Molecular characterization of the 3‐phosphoglycerate kinase gene (PGK1) from the methylotrophic yeast Pichia pastoris

Abstract

We report the cloning of the 3-phosphoglycerate kinase gene (PGK1) from the methylotrophic yeast Pichia pastoris by a PCR approach. The coding sequence of the PGK1 gene comprises 1251 bp with the potential to encode a polypeptide of 416 amino acid residues, which shows high identity to homologous proteins from other yeasts.
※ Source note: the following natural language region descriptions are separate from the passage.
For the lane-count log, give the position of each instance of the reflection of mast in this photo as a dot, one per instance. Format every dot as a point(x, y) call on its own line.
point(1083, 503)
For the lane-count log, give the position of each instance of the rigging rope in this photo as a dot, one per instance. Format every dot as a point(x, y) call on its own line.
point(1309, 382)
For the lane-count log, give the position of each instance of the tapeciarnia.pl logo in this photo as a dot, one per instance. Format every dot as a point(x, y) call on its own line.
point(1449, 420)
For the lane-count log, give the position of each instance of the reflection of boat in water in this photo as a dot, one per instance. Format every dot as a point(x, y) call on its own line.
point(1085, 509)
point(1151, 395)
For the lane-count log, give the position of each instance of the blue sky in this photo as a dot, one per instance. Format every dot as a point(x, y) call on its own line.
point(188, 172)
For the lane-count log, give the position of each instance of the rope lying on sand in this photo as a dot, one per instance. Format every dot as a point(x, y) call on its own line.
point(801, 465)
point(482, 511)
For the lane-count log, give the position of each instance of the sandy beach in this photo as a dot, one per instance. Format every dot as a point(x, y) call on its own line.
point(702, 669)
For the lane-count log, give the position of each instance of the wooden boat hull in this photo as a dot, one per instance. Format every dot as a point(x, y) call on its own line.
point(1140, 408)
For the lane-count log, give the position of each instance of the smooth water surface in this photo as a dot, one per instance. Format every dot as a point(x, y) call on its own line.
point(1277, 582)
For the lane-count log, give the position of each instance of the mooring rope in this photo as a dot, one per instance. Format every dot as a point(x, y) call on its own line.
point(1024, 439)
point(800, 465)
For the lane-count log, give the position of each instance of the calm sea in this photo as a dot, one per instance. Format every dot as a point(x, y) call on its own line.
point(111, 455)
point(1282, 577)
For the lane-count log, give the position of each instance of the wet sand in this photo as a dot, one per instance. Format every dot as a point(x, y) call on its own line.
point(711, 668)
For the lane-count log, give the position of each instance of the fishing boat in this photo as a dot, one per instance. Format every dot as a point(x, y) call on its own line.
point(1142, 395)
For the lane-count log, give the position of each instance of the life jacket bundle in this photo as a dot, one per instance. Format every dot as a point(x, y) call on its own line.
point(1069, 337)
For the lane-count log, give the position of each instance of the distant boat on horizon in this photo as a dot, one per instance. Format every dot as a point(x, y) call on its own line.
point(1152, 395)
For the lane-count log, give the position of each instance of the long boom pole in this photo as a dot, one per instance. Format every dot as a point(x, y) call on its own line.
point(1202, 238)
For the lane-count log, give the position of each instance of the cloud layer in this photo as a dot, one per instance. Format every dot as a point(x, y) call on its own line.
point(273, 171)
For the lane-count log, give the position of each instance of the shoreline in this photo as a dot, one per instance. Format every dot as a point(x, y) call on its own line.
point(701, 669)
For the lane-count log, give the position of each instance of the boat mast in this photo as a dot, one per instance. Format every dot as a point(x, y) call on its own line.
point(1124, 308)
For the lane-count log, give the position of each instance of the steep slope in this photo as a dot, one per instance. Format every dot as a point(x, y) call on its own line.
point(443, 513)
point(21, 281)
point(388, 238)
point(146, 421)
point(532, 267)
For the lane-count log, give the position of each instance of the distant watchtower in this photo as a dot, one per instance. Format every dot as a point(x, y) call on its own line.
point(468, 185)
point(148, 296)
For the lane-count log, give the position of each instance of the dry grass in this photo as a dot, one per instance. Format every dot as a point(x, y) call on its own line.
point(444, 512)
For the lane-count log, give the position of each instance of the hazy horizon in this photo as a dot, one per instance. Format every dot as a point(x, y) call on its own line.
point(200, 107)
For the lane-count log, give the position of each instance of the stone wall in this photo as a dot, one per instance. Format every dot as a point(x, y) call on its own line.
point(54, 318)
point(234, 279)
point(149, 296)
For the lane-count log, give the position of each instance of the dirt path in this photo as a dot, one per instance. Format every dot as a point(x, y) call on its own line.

The promoter region of this gene (P(PGK1)) contains regulatory cis-elements found in other PGK1 genes, such as TATA box, CT-rich block and a heat shock element. In the 3' downstream region we identified a tripartite element 5'-TAG-TAGT-TTT-3', which is supposed to be important for transcription termination. As in other yeasts, the PGK1 gene from P. pastoris is present as a single-copy gene. Northern blot analysis revealed that the gene is transcribed as a 1.5 kb mRNA; when cells are grown on glucose the levels of this mRNA are increased two-fold in comparison to cells grown on glycerol. The transcriptional regulation of this gene by the carbon source was further confirmed when the alpha-amylase gene from Bacillus subtilis was placed under the control of P(PGK1): higher levels of expression were obtained when cells were grown on glucose as compared to glycerol and methanol. Preliminary results related to the strength of P(PGK1) show that it represents a potential alternative to constitutive heterologous expression in P. pastoris.